Memasuki hari ketiga, galau di hati Hari semakin menjadi-jadi. Sudah tak sabar rasanya menunggu jawaban Fanny. Kadang pikiran ekstrimnya berkelebat, datang tanpa info dan langsung melingkarkan cincin di jari manis kekasihnya itu. Mungkin harus begitu agar Fanny menerimanya.
Kembali dari kantor, setelah menyimpan tas kerjanya, melepas jas dan dasi, menggulung lengan kemejanya hingga ke siku, Hari merangsek ke rumah sebelah. Tekadnya sudah bulat, bagaimanapun caranya, hari ini, Fanny harus memberinya kepastian. Dia sudah tidak mau menunggu. Gonggongan Pon-Pon terdengar begitu Hari menekan bel. Tetapi bukan Cicih yang datang membuka pintu seperti biasa, melainkan sosok pria yang tingginya hampir sama dengan dirinya, dengan garis wajah dan mata sangat mirip dengan kepunyaan kekasihnya. Sosok di depannya menatapnya dengan tajam, memindainya dari atas ke bawah dan sebaliknya. Hari terpaku. Tubuhnya tak mampu digerakkan mendapat sorot mata tajam yang hanya berjarak kurang lebih 30 cm saja. Lalu tersadar kalau pria yang yang membuka pintu untuknya adalah kakak dari kekasihnya. Terburu Hari menyapa.

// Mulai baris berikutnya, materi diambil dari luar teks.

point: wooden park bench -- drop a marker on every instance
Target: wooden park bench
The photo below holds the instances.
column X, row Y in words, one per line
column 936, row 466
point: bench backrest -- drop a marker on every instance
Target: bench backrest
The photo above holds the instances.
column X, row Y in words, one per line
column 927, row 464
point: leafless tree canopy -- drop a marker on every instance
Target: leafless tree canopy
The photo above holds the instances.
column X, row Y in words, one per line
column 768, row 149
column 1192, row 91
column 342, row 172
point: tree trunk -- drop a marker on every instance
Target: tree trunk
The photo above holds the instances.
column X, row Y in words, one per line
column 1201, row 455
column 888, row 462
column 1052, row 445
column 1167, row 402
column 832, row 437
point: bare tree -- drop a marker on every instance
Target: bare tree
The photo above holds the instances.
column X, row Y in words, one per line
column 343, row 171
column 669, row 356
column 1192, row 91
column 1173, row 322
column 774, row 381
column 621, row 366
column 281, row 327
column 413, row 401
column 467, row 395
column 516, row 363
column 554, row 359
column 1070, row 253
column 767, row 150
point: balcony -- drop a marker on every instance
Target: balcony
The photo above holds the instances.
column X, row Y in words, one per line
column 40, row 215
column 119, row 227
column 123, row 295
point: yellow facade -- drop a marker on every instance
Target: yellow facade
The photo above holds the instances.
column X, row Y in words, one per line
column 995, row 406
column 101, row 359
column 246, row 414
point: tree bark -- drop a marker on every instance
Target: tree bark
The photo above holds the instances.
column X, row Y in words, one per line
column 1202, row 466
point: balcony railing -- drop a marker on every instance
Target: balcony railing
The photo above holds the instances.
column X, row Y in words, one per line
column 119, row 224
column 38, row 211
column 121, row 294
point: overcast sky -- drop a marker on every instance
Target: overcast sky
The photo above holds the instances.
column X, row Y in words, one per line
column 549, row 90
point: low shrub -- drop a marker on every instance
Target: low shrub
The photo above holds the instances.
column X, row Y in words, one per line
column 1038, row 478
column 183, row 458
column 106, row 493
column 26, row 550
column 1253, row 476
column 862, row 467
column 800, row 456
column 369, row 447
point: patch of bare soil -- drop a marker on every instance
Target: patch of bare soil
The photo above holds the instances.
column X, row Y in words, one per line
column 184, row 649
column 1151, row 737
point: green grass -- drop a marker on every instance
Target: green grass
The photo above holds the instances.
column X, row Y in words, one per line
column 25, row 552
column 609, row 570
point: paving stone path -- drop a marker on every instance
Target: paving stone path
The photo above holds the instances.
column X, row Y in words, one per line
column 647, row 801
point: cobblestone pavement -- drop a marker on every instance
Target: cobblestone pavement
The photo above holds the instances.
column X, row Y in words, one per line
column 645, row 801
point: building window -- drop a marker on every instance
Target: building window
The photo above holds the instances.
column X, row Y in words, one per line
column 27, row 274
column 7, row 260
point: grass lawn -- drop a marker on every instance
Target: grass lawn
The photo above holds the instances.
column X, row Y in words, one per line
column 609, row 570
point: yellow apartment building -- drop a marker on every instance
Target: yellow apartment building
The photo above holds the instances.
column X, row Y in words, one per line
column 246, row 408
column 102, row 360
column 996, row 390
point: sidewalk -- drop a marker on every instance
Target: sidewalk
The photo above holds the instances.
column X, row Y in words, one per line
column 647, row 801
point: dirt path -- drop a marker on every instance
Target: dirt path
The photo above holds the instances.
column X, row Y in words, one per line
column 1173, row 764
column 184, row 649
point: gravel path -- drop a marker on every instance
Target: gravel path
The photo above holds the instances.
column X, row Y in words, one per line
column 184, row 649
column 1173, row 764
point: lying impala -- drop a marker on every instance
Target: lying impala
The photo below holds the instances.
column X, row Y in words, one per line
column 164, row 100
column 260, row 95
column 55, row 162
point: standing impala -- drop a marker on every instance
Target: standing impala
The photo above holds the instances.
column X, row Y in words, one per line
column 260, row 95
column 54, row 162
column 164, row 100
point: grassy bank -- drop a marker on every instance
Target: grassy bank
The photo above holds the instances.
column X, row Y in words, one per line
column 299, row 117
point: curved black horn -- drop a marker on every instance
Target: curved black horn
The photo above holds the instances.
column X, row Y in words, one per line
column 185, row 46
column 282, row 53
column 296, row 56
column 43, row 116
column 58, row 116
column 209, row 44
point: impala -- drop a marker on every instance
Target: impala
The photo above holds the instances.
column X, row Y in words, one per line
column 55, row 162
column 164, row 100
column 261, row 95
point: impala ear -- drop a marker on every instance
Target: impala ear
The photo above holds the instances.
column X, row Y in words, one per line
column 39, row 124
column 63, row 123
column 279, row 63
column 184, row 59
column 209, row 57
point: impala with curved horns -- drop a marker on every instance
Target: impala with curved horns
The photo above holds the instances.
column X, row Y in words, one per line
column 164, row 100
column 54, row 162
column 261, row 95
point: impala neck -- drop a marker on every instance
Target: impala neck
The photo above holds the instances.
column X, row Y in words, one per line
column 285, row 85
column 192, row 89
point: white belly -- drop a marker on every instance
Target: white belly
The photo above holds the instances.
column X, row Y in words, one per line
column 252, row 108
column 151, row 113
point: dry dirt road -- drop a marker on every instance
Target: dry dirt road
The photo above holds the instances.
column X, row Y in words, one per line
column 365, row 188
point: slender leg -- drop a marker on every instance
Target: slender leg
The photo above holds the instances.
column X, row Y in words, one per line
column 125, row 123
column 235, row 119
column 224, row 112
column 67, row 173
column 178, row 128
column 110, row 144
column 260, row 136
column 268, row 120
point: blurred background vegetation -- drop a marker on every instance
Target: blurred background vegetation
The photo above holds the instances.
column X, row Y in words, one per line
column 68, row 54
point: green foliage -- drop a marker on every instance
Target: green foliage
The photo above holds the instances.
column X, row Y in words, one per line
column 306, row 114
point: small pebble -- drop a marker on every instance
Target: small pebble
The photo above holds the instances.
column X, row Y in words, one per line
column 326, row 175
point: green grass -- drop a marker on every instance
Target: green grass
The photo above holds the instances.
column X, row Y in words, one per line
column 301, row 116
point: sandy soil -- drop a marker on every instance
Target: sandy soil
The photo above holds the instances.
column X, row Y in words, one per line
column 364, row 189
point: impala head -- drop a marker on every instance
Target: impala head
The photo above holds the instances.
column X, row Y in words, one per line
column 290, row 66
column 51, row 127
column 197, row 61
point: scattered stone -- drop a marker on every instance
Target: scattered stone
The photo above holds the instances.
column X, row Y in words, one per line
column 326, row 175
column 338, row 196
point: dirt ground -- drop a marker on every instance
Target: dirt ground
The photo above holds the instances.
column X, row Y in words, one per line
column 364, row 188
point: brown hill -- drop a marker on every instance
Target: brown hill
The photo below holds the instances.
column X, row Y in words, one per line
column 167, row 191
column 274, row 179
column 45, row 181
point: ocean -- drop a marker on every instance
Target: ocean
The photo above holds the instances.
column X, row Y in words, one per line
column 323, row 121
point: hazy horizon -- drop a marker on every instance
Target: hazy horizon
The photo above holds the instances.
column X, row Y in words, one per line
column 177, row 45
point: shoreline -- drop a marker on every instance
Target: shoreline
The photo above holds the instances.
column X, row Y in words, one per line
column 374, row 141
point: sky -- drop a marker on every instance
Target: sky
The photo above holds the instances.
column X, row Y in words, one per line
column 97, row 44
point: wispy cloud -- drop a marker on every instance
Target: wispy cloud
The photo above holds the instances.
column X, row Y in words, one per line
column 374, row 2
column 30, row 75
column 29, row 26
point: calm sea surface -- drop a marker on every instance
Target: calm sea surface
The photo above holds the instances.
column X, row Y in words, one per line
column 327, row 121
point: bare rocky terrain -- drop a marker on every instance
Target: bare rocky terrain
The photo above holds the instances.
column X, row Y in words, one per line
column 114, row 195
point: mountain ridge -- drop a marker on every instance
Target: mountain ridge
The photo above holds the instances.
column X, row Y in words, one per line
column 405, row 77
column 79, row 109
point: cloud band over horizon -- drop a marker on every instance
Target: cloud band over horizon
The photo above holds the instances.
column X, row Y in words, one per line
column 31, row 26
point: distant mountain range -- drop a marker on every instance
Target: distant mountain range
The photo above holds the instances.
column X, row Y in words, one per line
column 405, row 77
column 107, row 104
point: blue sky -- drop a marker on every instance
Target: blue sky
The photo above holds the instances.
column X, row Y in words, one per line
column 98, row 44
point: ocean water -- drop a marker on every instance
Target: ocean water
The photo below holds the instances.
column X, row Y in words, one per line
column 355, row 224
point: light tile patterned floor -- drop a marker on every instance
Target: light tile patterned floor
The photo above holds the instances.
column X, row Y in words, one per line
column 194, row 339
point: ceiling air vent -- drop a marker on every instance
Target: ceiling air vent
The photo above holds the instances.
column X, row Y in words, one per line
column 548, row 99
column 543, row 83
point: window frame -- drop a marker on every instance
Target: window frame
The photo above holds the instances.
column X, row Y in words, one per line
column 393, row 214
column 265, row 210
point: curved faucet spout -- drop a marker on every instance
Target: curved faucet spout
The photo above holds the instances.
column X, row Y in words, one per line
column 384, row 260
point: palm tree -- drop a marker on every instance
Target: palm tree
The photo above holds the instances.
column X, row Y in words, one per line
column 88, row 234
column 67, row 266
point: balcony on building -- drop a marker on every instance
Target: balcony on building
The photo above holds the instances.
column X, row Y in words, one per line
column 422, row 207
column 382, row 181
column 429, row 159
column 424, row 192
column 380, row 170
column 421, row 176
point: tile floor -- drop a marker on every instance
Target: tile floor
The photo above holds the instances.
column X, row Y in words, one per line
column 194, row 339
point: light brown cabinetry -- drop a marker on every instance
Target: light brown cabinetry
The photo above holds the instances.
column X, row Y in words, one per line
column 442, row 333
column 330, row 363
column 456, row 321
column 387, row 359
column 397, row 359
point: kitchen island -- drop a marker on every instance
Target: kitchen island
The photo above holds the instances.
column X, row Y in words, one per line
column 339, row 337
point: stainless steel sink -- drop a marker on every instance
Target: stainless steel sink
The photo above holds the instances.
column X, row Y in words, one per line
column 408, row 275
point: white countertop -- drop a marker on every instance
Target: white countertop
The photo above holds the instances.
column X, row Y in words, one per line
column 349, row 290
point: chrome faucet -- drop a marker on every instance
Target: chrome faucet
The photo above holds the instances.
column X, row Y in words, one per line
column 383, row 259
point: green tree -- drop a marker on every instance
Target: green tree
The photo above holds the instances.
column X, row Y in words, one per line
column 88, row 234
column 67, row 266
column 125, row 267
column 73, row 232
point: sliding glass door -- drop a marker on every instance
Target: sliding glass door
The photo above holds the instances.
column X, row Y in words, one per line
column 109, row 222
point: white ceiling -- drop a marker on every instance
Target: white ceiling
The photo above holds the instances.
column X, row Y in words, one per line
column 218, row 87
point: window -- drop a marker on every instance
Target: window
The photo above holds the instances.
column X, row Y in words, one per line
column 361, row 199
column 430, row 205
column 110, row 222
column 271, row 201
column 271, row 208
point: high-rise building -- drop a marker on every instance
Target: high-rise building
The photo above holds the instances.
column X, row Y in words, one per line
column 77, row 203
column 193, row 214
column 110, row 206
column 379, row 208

"Selamat malam," sapa Hari sembari membungkuk, memberi hormat.
Farrel menatap pria tinggi yang punya garis wajah tegas dengan rambut-rambut halus dan rapi di sekitar rahang, dagu dan di atas bibir, menyapa dengan sopan. Mungkin pria di depannya inilah yang menjadi topik bahasannya tadi bersama Fanny. Pria yang sudah berhasil mengambil hati adik satu-satunya itu.
"Malam. Mau bertemu siapa?" Farrel sudah tahu, hanya tak mau secepat itu menandai pria yang kini berdiri kaku di depannya.
"Saya ingin bertemu Fanny." Gugup. Itulah yang kini dirasakan Hari. Suara berat yang menanyakan tujuannya seolah ingin menerobos isi di dadanya, mencari maksud lain di baliknya.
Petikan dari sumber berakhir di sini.